Shoots take place usually on Saturdays and last from 9.15 am till 2 o’clock in the afternoon. There are about 20 a year in the season and so if the bag is 200 a shoot that’s about 4000 birds a season. Many of the guns are very good shots, of course, but not always the ones you’d expect! Each gun is given two brace of partridge and a brace of pheasant and the rest are sold to game dealers. But that doesn’t raise much money now with game being so cheap.
We have to manage the woods as well as the game, of course, and so we need to cull the deer, which are now much commoner than people generally realise. The roe deer are the most numerous, but muntjac have expanded their numbers enormously and we also get fallow and even red deer from time to time. We use the ‘high seats’ in the woodlands for deer control. We also have to keep down vermin of all kinds stoat, weasel, mink, grey squirrels (which must have trebled in numbers since the acorn glut), all of which we catch in tunnel traps which have to be visited every day. Foxes are obviously a problem too, and there’s bound to be some tension about this when there’s an active hunt as there is in Thurlow. The hunting season runs from September to March, so we just have to manage to coexist as best we can. In fact there are fewer foxes than 5 years ago, though more than 20 years ago.
Thurlow Lake and the fish are another responsibility. We have rainbow and brown trout, perch, rudd and crucian carp.

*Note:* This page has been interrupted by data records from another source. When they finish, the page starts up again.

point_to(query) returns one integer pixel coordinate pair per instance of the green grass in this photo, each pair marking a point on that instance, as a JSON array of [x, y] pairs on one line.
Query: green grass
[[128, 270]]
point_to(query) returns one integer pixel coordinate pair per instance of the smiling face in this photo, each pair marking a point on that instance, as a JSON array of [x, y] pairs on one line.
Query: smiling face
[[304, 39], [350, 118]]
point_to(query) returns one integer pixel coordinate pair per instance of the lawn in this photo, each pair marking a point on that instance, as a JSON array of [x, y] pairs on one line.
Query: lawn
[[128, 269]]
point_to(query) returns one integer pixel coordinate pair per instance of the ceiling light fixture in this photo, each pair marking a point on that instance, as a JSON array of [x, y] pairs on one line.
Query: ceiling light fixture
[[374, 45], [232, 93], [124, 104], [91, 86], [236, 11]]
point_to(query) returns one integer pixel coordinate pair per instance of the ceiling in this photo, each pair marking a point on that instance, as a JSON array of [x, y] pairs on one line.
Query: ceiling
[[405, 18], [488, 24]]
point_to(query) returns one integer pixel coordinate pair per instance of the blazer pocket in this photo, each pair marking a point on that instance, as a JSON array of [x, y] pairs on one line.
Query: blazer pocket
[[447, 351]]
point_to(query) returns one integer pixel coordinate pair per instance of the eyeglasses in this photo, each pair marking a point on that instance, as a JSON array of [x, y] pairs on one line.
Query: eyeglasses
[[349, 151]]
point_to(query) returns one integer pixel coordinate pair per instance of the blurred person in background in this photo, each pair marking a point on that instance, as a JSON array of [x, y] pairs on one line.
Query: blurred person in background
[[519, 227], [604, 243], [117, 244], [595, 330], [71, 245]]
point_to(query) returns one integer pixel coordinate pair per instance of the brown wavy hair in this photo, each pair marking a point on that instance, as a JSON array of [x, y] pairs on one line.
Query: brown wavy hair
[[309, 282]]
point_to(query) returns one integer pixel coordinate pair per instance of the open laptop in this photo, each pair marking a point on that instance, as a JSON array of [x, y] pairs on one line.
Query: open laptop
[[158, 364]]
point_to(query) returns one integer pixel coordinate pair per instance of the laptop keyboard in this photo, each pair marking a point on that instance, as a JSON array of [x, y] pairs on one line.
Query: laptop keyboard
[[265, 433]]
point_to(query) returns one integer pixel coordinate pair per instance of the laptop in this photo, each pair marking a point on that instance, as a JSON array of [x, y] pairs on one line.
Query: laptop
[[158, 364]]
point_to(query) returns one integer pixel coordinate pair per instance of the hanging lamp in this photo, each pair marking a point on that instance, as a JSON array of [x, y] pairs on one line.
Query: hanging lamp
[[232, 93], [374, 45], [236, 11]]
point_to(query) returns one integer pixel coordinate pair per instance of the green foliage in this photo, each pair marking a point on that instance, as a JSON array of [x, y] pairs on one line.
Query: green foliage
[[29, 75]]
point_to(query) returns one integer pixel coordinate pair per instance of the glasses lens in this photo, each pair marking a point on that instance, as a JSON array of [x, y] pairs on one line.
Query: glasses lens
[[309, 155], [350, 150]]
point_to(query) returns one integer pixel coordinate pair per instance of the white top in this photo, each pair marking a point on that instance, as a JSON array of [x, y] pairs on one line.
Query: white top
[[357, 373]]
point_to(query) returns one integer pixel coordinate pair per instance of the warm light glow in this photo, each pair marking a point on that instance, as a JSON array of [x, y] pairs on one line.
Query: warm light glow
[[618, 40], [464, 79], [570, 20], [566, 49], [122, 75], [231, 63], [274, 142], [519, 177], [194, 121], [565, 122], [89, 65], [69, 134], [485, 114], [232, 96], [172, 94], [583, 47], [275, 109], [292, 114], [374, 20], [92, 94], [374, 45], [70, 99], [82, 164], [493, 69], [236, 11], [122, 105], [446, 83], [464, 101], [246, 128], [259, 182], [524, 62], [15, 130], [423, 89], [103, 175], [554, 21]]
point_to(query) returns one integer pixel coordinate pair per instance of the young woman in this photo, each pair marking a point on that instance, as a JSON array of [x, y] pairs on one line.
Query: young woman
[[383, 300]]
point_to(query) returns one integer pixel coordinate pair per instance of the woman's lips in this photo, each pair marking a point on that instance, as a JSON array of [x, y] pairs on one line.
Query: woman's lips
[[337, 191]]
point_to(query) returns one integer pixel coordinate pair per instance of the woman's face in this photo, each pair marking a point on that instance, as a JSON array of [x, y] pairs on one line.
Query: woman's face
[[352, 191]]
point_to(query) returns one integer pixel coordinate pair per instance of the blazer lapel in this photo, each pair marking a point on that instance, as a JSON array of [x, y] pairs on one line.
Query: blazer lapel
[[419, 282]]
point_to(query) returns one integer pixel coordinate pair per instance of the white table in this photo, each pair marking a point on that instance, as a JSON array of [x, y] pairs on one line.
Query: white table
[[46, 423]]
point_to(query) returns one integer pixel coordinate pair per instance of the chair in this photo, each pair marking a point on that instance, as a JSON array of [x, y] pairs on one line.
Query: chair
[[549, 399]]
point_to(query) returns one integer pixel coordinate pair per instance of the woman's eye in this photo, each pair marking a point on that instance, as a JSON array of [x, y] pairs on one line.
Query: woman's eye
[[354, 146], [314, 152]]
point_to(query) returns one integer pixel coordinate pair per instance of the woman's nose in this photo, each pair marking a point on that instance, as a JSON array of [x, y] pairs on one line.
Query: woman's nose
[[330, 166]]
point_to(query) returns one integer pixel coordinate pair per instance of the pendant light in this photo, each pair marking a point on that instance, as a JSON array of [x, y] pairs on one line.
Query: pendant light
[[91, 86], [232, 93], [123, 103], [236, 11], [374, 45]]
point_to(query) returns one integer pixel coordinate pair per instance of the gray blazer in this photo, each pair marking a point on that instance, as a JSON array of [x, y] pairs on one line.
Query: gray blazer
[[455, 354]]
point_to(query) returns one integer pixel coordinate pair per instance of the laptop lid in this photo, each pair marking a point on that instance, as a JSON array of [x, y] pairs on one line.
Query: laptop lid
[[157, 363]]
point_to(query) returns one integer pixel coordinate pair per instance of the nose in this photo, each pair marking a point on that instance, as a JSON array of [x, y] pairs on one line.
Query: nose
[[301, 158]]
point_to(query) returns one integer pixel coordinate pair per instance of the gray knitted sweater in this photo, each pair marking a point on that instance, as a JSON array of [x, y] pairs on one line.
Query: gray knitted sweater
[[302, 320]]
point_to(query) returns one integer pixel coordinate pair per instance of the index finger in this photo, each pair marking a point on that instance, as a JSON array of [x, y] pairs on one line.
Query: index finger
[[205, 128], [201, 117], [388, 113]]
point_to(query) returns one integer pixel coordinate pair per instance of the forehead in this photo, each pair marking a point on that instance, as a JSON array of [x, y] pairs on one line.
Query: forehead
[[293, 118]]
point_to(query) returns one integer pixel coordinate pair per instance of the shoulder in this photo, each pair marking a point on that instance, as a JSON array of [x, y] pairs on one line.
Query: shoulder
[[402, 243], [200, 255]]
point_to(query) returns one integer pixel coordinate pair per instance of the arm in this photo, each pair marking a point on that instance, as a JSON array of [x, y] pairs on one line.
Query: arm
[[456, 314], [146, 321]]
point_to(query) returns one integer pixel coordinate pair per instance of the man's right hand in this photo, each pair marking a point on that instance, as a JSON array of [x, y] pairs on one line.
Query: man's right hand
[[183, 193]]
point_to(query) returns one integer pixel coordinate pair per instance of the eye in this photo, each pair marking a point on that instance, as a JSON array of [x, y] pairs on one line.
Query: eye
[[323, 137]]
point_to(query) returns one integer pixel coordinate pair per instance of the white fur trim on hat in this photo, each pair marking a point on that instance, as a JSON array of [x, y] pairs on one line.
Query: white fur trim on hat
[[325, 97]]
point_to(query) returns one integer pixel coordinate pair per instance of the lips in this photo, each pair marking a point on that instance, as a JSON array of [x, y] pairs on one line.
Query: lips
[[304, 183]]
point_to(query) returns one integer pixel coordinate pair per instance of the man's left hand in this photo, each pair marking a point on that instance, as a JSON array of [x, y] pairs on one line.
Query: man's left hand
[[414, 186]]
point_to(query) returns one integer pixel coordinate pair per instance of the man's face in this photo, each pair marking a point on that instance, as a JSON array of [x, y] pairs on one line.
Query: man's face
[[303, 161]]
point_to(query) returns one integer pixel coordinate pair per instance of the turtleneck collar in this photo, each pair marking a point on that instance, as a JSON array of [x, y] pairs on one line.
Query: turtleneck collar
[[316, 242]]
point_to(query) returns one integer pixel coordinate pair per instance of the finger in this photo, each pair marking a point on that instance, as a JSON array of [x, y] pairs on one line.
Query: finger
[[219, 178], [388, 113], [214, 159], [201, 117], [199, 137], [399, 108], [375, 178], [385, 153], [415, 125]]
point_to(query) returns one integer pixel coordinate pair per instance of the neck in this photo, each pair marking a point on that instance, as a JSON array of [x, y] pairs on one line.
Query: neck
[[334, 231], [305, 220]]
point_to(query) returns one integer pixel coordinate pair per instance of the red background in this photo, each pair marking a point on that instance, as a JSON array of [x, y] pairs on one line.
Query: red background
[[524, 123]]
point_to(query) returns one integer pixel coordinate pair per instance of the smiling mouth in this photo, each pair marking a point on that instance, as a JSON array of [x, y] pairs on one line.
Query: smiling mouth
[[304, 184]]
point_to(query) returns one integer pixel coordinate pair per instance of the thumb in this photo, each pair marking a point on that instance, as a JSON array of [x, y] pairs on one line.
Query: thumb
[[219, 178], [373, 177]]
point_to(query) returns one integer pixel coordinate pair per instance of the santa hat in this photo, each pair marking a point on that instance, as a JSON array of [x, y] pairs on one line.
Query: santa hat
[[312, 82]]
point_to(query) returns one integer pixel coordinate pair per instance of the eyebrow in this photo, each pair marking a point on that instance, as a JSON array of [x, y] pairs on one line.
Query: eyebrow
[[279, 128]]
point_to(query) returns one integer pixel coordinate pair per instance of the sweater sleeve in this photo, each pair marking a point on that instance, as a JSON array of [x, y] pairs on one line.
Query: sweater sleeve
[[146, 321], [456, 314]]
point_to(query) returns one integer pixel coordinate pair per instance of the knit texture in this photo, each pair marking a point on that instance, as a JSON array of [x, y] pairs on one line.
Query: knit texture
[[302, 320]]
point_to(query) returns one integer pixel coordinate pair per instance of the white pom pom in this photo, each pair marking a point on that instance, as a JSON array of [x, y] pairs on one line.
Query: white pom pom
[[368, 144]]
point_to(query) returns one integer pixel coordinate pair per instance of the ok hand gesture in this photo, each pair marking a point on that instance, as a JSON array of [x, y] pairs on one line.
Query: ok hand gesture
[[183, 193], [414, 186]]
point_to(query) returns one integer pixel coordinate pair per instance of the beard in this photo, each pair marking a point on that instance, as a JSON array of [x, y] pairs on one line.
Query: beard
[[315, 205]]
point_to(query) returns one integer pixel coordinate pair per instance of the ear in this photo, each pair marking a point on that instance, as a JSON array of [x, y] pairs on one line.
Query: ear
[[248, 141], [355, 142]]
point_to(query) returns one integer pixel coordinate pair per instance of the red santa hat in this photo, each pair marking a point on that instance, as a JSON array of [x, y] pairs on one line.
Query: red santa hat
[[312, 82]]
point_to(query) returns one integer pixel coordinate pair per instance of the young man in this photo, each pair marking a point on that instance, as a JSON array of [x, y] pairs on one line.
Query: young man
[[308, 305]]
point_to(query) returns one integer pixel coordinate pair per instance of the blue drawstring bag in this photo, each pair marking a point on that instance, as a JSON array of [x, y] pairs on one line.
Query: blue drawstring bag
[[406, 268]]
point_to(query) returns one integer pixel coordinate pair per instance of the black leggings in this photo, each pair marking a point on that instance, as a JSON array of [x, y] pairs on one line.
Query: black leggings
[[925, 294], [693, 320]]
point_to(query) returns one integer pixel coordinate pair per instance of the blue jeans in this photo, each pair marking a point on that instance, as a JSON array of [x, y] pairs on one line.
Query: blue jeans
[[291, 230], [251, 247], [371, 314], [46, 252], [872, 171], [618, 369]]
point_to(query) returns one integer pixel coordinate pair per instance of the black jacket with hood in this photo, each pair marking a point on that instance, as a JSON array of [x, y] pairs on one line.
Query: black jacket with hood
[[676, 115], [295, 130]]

The fishing rights are retained by the family, though they have to be shared with the heron, an occasional cormorant and even very occasionally a passing osprey. A few fish find their way into the Great Thurlow House canal and thereby into the river, so the river is quite well stocked too. We have the occasional trouble with poachers but the worst problem we ever had was from a violent thunderstorm in June 1995 which took all the oxygen out of the water and left the big fish dead. The other inhabitants of the lake, of course, are the toads literally thousands of them, which travel there to breed from miles around.
This is a big estate to manage 12,000 acres locally including the Thurlows, Great Wratting, Withersfield and Carlton, but some 16,000 acres in all when you add in the land in Horseheath, Balsham and Ashdon. It’s hard to control properly with just three full-time keepers, one part-timer and one lad. There used to be at least 5 beat-keepers and they knew every inch of their beat. We now travel on four wheels and the territory has expanded, but we still get round as best we can. It’s a dawn-to-dusk job, with some night-watching thrown in just to deter the poachers; and I don’t often take holidays (not as often as my wife would like!). But it’s a way of life as well as a job and I wouldn’t have it any other way. The countryside has changed a lot, of course, and not usually for the better. There’s much less wildlife and fewer birds because of the use of pesticides; just think how the once-common sparrows have become rarer along with the larks and linnets. People sometimes think of us just as hunters and at school our children hardly dare mention what we do because they’ll be misunderstood. But in fact we are great conservationists and usually care more than anyone else about the wildlife and about preserving the countryside and the country ways.